However, for medical institutions that do not utilize collaborative healthcare platforms, the service capability of big data (SCBD) at the institutional level does not directly impact clinicians’ recall of prior medical knowledge (RPMK). Nonetheless, the medical big data assets (MBDA) at the institutional level significantly and positively influence clinicians’ RPMK. In other words, when medical institutions do not have direct or third-party collaboration platforms, healthcare professionals need to understand the quality of medical big data assets at the institutional level. The quality of medical big data assets at the institutional level (e.g., accuracy, completeness, integration, and comprehensibility) will greatly impact the activation of relevant knowledge during the diagnostic and therapeutic process. When medical big data quality is high, meaning that the information contained within is relatively complete, accurate, and easy to comprehend, the relevance of the diagnostic and therapeutic process is enhanced, and clinicians are better equipped to activate previously learned drug, diagnostic, and laboratory knowledge to provide better care for patients. This finding is consistent with previous research showing the importance of medical data quality at the institutional level [34]. Samadbeik et al. [34] emphasized the importance of medical data quality, which will affect hospitals’ financing/reimbursement and reuse in epidemiological or health service research [35, 36]. It will also improve the quality of care provided to patients, reduce disparities in access, improve patient outcomes, and better allocate resources [37]. However, this study further reveals the importance of the medical big data assets (MBDA) at the institutional level in medical institutions that do not use collaborative healthcare platforms.

Thirdly, the interplay of three key components involved in the realization of big data value, namely big data itself, technology, and services, impacts clinicians’ recall of relevant medical knowledge (RPMK). This study uncovers a broader range of diversified patterns of combinations among big data, big data technology, and big data service that affect RPMK, compared to prior investigations [1, 14, 20, 22]. Furthermore, the study investigates the differences in the interaction pathways of the three elements of big data value realization in two types of medical institutions: those utilizing remote medical collaboration platforms and those that do not.

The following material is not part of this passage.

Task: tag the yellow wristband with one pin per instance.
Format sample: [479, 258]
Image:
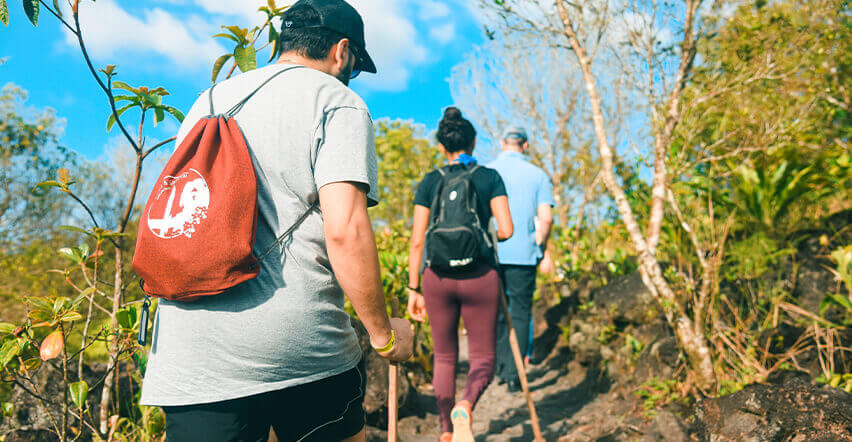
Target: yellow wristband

The first type of interaction pathway pertains to situations where the elements and relationships are identical, but the strength of the relationships differs. Regardless of whether remote medical collaboration platforms are employed, the interaction pathway of “technology- > data- > RPMK” exists, albeit with varying degrees of intensity. The second type of interaction pathway is characterized by similar elements, but differing relationships. In healthcare institutions that use remote medical collaboration platforms, the interaction pathway is “data- > service- > RPMK”, while in those that do not, the pathway is “service- > data- > RPMK”. In institutions that employ remote medical collaboration platforms, medical big data primarily refers to the data within the institution, whereas in those that do not, it encompasses both institutional and public-level data. Therefore, in the presence of a platform, the interaction pathway between data and services is singular, whereas in the absence of a platform, two separate pathways exist. Additionally, there exists an interaction pathway of “service- > service- > RPMK” that is exclusive to institutions that use remote medical collaboration platforms. Although the policies of medical big data (PMBD) at the public level do not have a direct impact on the recall of medical knowledge in institutions that do not use these platforms, there exists an intermediary pathway (“external service- > internal service- > RPMK”) that influences the recall of clinical medical knowledge in institutions that employ these platforms. Specifically, in institutions that use remote medical collaboration platforms, PMBD indirectly affects the recall of clinical medical knowledge by influencing the service capability of big data (SCBD) at the institutional level.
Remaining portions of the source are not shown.